The highly anticipated release of Ethereum 2.0 was a major development in the cryptocurrency industry. Cointelegraph recently conducted research to find out if Ethereum can still defend its position as the premier network supporting decentralized finance.

This report dispels common misconceptions investors might have about Ethereum and provides a comparative analysis between Ethereum and its rivals. At the beginning of the year, the Ethereum foundation changed the name of the Eth2 project. Does it try to educate or manage expectations?

There is new talk about execution layers and consensus

The Ethereum foundation published a blog in January stating that Eth1 and Eth2 have been abandoned by developers since late 2021. Eth1 will be referred to as the “execution layers” and Eth2 as the “consensus layers.” This is a significant shift towards more technical language. This is an attempt to manage expectations due to common misconceptions.

Eth2 may sound like a name for an update to Ethereum. It will change from the energy-intensive proof of work (PoW), consensus mechanism, to proof-of stake (PoS). This might be confusing to people who are not familiar with Ethereum. This is dangerously simplified.

Cointelegraph Research has published a free report on scaling that provides an overview of Eth2. This report provides detailed information about the planned technical updates as well as what they mean to Ethereum’s competitors and investors. Access the report on the Cointelegraph Report Terminal for free.

You can download the complete report, including charts and infographics, here.

Eth2’s rollout has taken longer than anticipated due to the complexity and risks involved in migrating a multibillion-dollar blockchain project from one consensus mechanism into another. The Ethereum foundation initially did not give a timeline. Up-and-coming competitors have been trying to steal market share from Ethereum.

These challenges are also detailedly assessed in the report. It contains a comparative analysis on the main players, such as Solana and Polkadot, Algorand, Radix, who are all trying to grab the top spot at DeFi. It was compiled by our industry-leading research team and provides a balanced view of all the major players and cuts through the noise of daily media.

Eth2 – Understanding nuanced realities

It is best to think of the Eth1-Eth2 switch as a series of carefully planned upgrades that will gradually transition the blockchain towards its future. The PoS Beacon, Eth2’s mainchain, was launched in December 2020. Eth1 and the Beacon chains will merge in Q2 or 3 of 2022.

While this may seem to mean that Ethereum will solve all its problems, casual observers are unlikely to notice any significant impact on gas prices or network capacity. Although PoS will reduce Ethereum’s energy consumption, it will not improve its scalability. Data sharding will be introduced in 2023. Although Sharding was originally planned to occur before the merger, it has been postponed under the new timeline. Officially, this delay is due to the availability of layer-2 solutions.

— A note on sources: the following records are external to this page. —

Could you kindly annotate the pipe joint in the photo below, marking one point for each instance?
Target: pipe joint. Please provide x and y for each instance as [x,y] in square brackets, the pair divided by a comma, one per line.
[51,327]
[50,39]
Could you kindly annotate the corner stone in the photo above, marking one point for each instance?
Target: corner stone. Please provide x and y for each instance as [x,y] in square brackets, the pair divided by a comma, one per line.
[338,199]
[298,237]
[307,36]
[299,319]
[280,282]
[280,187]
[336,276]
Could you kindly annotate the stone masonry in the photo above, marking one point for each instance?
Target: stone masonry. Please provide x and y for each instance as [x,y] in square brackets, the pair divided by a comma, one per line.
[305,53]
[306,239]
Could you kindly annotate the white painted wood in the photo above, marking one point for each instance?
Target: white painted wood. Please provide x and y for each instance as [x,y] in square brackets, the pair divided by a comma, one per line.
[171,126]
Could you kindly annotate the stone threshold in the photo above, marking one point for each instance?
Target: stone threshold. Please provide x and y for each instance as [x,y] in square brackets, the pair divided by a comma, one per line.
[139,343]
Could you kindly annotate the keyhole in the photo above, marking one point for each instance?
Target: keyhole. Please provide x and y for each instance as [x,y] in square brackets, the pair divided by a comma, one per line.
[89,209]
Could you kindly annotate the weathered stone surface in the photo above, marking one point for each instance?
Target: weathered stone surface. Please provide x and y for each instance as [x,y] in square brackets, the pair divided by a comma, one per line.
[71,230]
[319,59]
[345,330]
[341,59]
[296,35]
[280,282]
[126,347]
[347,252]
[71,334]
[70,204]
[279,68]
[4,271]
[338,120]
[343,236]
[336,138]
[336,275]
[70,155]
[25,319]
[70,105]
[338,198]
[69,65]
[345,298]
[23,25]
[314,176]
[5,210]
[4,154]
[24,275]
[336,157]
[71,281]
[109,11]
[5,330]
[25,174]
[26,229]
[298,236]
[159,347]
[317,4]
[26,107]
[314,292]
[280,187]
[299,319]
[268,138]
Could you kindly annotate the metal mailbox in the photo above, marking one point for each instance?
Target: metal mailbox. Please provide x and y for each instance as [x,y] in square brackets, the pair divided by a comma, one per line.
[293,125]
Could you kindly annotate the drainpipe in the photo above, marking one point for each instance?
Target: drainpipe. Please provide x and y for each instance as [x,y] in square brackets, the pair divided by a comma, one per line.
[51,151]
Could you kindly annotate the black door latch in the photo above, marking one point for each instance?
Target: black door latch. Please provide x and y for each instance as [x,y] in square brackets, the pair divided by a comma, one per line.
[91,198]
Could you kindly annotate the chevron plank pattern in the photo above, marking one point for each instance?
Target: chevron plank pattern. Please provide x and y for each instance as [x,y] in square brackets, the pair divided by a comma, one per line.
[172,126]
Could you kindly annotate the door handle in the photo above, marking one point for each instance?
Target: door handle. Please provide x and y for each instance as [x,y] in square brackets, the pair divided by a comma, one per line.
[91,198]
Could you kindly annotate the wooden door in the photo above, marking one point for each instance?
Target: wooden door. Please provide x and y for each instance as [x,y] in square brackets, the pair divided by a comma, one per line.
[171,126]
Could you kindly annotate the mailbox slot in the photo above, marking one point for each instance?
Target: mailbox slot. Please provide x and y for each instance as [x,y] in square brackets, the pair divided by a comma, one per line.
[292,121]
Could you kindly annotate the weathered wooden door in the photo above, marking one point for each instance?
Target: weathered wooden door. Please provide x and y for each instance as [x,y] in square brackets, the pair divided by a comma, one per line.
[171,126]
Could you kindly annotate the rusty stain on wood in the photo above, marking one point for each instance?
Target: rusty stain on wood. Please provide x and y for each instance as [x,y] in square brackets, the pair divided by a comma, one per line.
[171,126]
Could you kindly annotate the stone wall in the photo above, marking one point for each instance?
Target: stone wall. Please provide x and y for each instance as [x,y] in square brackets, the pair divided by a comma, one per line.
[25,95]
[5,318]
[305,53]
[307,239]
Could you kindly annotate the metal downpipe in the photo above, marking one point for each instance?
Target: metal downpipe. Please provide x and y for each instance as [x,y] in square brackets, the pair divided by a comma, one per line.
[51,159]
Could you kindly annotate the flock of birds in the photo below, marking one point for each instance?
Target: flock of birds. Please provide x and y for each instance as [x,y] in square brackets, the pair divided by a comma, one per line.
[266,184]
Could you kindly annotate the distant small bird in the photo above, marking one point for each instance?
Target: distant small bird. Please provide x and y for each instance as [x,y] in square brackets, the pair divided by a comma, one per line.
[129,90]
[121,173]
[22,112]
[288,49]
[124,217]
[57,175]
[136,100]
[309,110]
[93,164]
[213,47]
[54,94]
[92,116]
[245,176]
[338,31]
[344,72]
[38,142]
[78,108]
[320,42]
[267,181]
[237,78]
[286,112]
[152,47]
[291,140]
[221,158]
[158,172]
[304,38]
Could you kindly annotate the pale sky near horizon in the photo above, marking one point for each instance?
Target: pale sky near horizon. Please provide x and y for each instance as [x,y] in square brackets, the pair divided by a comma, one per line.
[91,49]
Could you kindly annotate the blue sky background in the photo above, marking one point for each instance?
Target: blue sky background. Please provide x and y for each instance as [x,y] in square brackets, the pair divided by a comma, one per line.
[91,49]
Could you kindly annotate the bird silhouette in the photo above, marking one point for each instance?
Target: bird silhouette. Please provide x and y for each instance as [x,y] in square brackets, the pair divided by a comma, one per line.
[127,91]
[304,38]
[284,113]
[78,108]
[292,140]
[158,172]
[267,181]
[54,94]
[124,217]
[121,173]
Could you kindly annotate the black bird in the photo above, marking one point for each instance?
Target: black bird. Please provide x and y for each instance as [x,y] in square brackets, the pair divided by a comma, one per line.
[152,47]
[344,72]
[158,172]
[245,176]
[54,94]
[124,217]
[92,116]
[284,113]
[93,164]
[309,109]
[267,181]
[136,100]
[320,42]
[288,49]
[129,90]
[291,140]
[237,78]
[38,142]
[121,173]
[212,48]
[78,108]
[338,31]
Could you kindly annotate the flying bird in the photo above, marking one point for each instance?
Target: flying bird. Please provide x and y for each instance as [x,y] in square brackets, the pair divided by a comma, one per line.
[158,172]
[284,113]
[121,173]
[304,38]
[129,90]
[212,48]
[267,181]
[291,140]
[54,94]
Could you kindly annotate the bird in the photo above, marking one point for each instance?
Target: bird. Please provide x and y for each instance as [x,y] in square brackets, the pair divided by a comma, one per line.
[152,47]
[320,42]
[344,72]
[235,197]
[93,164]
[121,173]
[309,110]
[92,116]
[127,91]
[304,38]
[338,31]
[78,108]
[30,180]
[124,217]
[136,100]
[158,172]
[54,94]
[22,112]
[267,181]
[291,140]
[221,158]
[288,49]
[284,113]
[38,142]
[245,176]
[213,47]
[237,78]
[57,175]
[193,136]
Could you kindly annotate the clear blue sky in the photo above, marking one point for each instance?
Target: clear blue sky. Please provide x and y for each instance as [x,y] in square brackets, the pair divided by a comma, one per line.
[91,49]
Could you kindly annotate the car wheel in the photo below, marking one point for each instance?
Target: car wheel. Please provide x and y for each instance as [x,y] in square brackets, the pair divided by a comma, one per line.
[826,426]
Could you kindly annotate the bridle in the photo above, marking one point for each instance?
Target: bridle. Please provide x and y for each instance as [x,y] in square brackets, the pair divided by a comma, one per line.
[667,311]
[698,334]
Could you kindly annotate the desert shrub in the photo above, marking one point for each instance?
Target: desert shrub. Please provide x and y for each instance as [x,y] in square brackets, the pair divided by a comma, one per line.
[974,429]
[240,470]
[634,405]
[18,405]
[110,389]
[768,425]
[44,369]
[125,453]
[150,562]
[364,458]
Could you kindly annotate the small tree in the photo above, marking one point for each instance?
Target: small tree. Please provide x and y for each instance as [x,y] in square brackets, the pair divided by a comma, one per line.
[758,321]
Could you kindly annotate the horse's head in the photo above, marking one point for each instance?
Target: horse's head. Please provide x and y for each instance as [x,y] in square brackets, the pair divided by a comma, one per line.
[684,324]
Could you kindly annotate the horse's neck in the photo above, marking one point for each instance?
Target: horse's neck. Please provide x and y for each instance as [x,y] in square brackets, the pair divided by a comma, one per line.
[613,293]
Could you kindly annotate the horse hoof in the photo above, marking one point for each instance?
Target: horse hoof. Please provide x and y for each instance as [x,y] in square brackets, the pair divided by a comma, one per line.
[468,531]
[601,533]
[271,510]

Scalability has become a lower priority.

The new terminology of “consensus layers” and “execution layers” is meant to dispel the myth of an instantaneous point when all Ethereum’s problems will disappear. Eth1 is now associated with the consensus layer, while Eth2 is strictly associated with the execution layer. This shifts the focus away from the third layer of data availability that would have been affected by the delayed data sharding upgrade.

It may seem tempting to believe that alternative decentralized finance (DeFi), blockchains, is over with the merger scheduled for later in the year. Investors should not jump to premature conclusions. Eth2 is not a quick fix for everything, so it is important to keep track of the competitive landscape.

This article is intended for information only. It does not constitute investment advice, an investment analysis, or an invitation to purchase or sell financial instruments. The document is not intended to replace individual investment advice or any other advice.